KD is the leading cause of acquired heart disease in children, given its coronary artery complications[9, 10], and there is still no effective therapy to prevent or treat the occurrence of coronary artery damage due to the limited information. It has been shown that coronary artery endothelial dysfunction plays an important role in the development of coronary artery damage under KD condition [11, 6]. Therefore, it is meaningful to figure out the changes in endothelial cells with or without KD condition, which might provide novel indicators and potential therapeutic targets for KD. In the present study, DEGs following treatment of coronary artery endothelial cells with KD plasma were investigated by RNA-sEq. Moreover, the biological functions of these DEGs were also analyzed by bioinformatics analysis to unravel the molecular mechanisms underlying KD.
The results of RNA-seq showed that 102 DEGs were significantly expressed, including 59 up-regulated and 43 down-regulated, in the KD group compared with the control group. And these genes are enriched in multiple biological processes and pathways, including cellular response to cytokines, cytokines-mediated signaling pathways, regulation of immune cells migration and chemotaxis, immune responses, cytokine-cytokine receptor interaction, chemokine signaling pathway, and TNF signaling pathway. And these biological processes and pathways is associated with vascular inflammation and activation of immune systems, which are two major contributors of the development of KD [12, 13].Therefore, genes relevant to above mentioned biological processes and pathways expressed in KD serum stimulated coronary artery endothelial cells were expected and partly verified by previous studies. For instance, the severity of TNF-mediated vascular inflammation and concurrent coronary artery damage were found in KD patients [14].

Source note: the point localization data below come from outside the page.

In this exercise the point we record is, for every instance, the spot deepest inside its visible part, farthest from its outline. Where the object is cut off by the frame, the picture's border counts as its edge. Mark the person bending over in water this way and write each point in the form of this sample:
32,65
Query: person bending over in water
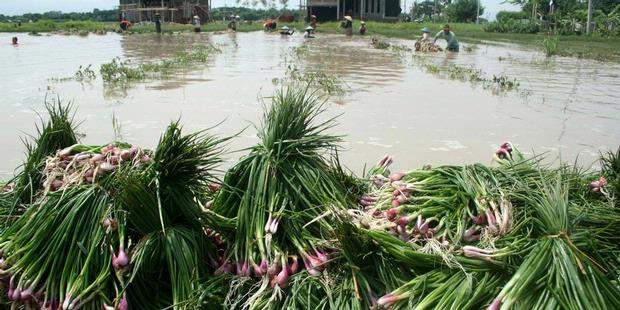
347,24
125,24
362,27
286,31
309,31
270,25
446,34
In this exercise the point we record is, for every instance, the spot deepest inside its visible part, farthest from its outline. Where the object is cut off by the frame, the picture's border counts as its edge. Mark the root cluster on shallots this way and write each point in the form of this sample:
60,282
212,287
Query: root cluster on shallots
287,227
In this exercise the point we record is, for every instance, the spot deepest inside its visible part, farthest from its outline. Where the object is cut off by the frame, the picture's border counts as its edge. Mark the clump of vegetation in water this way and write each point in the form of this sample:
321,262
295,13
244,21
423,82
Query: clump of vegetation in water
381,44
85,73
118,71
465,73
431,68
505,82
550,45
328,83
468,74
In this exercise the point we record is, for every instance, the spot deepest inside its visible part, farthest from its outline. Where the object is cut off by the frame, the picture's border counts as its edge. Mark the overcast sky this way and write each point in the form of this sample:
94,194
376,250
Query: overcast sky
8,7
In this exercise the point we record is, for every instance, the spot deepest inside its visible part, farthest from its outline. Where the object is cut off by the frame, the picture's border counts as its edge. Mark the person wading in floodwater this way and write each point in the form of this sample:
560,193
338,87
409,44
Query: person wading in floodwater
446,34
313,21
196,23
347,24
125,24
309,31
362,27
157,23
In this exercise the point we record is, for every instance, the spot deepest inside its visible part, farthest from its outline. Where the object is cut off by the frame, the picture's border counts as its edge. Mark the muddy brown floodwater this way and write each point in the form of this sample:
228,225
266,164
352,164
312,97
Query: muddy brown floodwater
565,106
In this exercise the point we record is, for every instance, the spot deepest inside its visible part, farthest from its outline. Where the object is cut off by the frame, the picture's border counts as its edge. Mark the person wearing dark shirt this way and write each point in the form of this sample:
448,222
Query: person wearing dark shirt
348,25
363,28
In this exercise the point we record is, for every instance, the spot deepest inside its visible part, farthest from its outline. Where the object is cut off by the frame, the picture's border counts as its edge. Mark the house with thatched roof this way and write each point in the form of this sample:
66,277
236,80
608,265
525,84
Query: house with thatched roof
178,11
383,10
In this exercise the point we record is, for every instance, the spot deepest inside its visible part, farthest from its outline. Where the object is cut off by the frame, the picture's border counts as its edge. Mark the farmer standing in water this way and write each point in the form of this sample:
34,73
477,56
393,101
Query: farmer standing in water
446,34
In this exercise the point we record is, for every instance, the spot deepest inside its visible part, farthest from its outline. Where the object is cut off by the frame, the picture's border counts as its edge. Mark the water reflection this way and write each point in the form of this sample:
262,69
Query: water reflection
567,106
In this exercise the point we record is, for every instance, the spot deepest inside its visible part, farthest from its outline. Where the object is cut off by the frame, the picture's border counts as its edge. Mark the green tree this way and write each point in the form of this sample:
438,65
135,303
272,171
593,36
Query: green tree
463,10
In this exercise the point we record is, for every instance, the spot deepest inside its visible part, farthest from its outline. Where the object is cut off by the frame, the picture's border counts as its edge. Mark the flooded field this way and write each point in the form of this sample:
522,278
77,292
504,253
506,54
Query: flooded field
393,105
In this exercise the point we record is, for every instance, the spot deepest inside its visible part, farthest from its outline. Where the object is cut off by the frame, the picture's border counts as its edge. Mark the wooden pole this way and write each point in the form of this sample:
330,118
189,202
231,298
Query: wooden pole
478,12
589,26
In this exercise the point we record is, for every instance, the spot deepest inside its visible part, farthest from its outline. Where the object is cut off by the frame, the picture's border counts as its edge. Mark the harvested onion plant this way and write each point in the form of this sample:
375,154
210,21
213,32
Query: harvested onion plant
279,195
92,227
106,226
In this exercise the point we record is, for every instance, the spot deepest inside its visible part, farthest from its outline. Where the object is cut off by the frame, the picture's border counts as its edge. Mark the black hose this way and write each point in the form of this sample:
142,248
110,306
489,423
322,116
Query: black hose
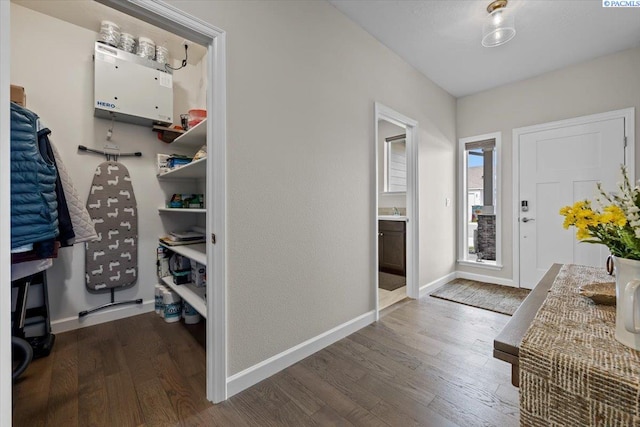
27,355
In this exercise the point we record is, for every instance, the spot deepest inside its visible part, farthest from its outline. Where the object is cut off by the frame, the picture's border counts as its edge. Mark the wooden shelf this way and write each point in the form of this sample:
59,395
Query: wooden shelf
168,134
196,169
182,210
189,292
195,137
196,252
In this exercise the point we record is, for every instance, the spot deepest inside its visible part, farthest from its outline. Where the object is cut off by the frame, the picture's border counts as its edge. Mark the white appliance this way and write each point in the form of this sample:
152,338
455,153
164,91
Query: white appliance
131,89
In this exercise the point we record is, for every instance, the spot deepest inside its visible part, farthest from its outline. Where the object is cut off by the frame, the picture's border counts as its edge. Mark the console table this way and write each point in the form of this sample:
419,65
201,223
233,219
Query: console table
573,372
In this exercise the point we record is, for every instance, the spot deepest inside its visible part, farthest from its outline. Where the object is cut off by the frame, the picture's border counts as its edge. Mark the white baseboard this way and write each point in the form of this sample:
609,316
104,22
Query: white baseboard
486,279
71,323
253,375
426,289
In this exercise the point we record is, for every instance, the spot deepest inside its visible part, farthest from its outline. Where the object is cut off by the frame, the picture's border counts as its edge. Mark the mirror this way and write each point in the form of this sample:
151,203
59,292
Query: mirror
395,164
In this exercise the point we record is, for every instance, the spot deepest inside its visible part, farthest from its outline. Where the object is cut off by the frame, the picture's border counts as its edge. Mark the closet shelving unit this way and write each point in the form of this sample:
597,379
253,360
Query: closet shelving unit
194,138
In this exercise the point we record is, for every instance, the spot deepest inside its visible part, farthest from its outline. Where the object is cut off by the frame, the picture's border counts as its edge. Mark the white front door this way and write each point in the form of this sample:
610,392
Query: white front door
559,167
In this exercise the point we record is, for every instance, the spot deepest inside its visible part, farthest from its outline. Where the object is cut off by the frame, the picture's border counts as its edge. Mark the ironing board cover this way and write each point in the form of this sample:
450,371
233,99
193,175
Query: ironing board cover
112,259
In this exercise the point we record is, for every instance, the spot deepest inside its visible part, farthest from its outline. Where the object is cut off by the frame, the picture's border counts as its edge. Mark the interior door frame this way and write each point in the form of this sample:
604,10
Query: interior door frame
178,22
382,112
628,114
5,221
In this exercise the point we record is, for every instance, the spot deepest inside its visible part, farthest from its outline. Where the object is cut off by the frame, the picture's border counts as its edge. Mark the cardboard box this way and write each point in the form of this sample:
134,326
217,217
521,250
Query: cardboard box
18,95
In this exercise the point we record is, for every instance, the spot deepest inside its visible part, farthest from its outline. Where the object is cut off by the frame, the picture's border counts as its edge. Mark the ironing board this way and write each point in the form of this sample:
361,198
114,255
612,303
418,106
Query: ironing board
112,259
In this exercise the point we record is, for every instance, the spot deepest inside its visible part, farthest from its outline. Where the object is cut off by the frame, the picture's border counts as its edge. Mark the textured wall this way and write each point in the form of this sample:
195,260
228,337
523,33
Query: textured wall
302,82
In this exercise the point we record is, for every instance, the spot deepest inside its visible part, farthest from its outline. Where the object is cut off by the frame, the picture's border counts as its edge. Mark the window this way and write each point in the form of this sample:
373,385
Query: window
479,227
395,164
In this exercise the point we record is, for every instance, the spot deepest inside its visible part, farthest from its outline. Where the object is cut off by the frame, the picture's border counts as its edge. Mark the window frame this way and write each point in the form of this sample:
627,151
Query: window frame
463,249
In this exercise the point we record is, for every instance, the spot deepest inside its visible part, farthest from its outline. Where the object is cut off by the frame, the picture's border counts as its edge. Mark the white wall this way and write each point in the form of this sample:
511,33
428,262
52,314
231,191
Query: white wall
53,61
302,82
385,130
607,83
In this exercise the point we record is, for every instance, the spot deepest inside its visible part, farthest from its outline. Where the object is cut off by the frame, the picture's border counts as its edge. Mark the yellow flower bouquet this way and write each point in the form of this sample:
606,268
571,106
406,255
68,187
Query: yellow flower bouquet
616,223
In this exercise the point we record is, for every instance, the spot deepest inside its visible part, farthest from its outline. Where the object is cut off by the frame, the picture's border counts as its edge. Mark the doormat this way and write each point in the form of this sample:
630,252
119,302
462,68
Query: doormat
390,282
501,299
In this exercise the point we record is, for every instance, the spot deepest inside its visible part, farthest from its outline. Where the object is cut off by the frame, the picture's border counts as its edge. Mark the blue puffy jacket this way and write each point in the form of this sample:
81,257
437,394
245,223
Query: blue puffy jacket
34,216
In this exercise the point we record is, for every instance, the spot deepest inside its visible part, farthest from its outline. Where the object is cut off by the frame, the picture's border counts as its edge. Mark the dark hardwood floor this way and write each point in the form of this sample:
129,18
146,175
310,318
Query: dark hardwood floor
425,363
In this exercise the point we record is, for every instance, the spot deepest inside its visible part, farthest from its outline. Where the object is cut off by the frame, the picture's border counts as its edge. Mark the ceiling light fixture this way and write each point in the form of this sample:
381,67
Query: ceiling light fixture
499,27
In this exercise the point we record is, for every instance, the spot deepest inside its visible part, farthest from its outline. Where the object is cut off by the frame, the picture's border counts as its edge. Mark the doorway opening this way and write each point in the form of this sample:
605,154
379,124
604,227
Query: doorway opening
213,40
395,211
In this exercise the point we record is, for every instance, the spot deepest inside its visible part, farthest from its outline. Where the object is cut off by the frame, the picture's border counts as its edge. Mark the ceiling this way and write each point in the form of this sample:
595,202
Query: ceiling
441,38
89,14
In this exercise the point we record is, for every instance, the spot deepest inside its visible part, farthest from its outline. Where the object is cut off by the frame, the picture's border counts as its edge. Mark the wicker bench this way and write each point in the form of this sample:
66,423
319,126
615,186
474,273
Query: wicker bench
506,346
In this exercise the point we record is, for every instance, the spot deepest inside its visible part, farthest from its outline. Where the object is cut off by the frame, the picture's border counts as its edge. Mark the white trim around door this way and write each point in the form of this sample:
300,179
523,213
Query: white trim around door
5,221
381,112
628,114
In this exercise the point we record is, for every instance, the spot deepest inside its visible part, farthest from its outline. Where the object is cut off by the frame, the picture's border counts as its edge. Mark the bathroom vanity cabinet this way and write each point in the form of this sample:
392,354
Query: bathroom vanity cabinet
392,242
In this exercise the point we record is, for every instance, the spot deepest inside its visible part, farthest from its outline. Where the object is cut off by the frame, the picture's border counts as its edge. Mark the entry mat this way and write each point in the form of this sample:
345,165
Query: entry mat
501,299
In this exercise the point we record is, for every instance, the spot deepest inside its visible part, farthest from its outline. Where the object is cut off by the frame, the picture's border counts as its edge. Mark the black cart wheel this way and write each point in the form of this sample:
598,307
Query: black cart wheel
22,354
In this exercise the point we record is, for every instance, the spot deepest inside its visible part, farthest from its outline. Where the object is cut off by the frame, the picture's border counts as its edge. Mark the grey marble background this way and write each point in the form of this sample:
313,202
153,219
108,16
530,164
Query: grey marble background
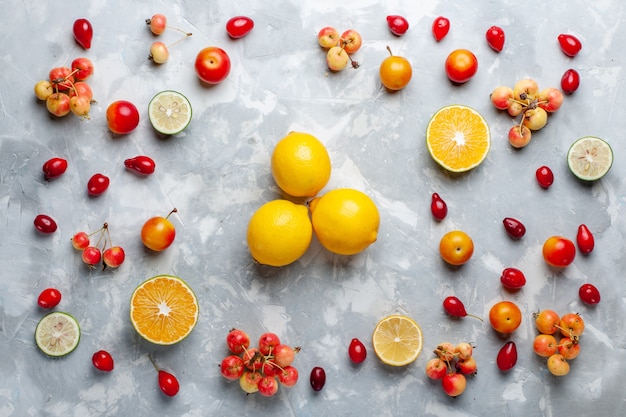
217,173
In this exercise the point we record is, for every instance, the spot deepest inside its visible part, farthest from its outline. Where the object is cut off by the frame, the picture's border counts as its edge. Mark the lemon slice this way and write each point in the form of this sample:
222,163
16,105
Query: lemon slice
397,340
590,158
170,112
57,334
164,310
458,138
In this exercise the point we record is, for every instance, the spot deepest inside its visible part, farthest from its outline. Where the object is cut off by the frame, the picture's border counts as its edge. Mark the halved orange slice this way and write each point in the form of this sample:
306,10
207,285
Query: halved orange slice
458,138
164,310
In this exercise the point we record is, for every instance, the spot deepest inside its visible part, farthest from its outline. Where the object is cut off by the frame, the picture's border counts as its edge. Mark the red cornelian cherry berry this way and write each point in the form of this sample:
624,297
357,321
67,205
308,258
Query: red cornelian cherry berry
83,32
544,176
441,27
570,45
495,38
357,351
141,164
438,207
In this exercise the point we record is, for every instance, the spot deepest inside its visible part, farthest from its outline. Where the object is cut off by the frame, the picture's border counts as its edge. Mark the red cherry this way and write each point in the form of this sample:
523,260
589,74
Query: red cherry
83,32
570,45
495,38
142,164
102,360
544,176
438,207
357,351
97,184
570,81
507,356
584,239
589,294
441,27
54,167
514,227
50,297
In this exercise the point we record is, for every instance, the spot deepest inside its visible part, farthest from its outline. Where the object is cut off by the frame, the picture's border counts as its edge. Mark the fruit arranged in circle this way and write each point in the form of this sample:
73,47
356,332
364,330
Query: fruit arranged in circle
456,247
440,28
57,334
570,45
239,26
461,65
122,117
558,251
45,224
505,317
169,112
103,361
345,220
212,65
458,138
163,309
589,294
395,72
300,165
590,158
83,32
279,232
49,298
398,25
397,340
495,38
158,232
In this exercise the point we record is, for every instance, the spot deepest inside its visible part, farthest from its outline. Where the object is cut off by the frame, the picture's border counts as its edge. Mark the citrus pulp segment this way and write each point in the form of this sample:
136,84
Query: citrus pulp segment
590,158
169,112
164,309
57,334
397,340
458,138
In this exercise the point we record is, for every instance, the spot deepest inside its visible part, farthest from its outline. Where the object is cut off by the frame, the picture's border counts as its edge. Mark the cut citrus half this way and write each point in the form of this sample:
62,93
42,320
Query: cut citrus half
458,138
590,158
164,310
397,340
57,334
169,112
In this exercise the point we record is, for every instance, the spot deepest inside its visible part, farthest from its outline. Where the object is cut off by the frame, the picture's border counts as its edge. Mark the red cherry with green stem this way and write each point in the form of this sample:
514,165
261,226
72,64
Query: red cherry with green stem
83,32
167,382
141,164
545,176
495,38
514,228
589,294
438,207
570,45
454,307
507,356
584,239
357,351
570,81
103,361
441,27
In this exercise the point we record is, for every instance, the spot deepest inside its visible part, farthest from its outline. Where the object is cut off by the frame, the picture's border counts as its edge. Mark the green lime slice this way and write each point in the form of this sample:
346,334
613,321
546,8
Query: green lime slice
170,112
57,334
590,158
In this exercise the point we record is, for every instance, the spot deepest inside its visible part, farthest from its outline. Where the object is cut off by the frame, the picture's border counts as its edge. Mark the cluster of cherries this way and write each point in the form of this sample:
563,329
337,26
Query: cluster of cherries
66,90
558,352
262,368
100,251
451,365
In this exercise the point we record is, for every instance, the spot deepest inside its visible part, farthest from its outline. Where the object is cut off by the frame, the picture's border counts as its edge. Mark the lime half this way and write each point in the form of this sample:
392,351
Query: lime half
590,158
57,334
170,112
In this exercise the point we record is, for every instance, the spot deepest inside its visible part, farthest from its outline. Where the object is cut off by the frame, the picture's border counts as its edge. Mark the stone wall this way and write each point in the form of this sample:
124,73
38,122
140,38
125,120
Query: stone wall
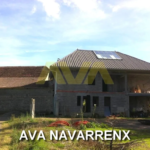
20,99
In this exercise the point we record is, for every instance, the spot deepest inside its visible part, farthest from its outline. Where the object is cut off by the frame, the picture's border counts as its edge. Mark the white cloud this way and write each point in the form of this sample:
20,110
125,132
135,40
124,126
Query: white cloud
132,4
91,7
51,7
33,10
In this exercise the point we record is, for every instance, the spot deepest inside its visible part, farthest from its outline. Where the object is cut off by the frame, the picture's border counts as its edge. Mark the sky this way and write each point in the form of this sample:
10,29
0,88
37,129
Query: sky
34,32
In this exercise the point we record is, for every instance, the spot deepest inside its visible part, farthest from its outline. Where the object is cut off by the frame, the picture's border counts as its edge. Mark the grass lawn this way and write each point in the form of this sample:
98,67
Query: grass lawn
11,131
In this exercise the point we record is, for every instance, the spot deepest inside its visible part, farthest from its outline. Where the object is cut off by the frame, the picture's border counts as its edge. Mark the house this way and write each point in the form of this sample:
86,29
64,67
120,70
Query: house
18,85
112,81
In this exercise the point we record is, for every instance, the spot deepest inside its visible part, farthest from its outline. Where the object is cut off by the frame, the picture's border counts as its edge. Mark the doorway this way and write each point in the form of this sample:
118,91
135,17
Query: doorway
87,106
107,106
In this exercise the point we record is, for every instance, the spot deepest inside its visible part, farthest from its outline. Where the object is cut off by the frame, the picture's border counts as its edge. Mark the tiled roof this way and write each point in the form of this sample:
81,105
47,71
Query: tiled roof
78,57
14,77
25,71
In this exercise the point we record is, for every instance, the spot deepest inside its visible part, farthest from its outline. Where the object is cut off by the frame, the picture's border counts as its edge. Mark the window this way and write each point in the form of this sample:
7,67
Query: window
105,86
95,100
91,80
78,100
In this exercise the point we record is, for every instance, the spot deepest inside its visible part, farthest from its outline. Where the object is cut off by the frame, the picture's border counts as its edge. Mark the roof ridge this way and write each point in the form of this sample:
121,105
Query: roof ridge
133,57
19,66
67,55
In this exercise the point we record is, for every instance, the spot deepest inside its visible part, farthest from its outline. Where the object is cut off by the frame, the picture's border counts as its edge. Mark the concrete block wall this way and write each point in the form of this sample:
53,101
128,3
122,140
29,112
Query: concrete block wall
143,81
20,99
82,87
68,103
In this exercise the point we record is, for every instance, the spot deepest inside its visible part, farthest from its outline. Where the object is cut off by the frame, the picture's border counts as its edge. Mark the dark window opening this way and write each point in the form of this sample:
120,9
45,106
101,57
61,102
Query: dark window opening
95,100
91,80
105,87
107,106
78,100
87,106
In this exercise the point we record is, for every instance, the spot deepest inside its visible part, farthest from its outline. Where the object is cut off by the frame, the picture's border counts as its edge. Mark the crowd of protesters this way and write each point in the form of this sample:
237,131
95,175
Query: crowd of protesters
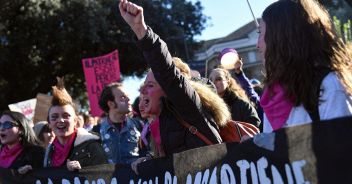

To validate the results of RNA-seq, six DEGs (SMAD1, SMAD6, CD34, PITX2, CXCL1, and APLN), which are significantly differentially expressed in KD group compared with control group and are closely associated with cardiovascular system, were analyzed by qPCR. SMADs family consists of 10 members (SMAD1-10) and activated by transforming growth factor (TGF)-β signaling pathway. TGF-β pathway is involved in inflammation and tissue remodeling mediated by endothelial cells, and immune activation, which support the importance of TGF-βpathway in KD occurrence and outcomes[15, 16].CD34 positive cells with enhanced adhesive and homing properties facilitates immune cells homing to the inflammatory sites and mediates inflammatory and immune responses [17].CXCL1, as the chemokine ligand, presents on endothelial surface and mediates immune responses by recruitment of neutrophils and monocytes [18, 19].APLN(apelin) is a vasoactive peptide and an endogenous ligand for APJ receptors. APLN/APJ receptor system plays a vital role in regulation of vascular function, including vascular tone, angiogenesis, proliferation, and permeability [20, 21].In addition, APLN/APJ system also mediates the anti-inflammatory effects of 1,25(OH)2D3 by reduction of pro-inflammatory mediators and adhesion molecules in LPS-stimulated macrophages [22]. PITX2 plays an important role in regulating the differentiation of endothelium and angiogenesis [23, 24].Although these studies provide insights into these biomarkers involved in regulation of cardiovascular and immune system, it is yet unknown whether these alterations can be considered as potential indicators for prevention and treatment of coronary artery damage in KD, which needs further investigations. Besides, some differences in levels of gene regulation between the RNA-seq and PCR data were noted. For example, the down-regulated expressions of SMAD6 and CXCL1 in RNA-seq results were shown to be reregulated in qPCR results, which were possible due to primer specificity, alternatively spliced forms of the genes, RNA integrity, and/or PCR conditions[25].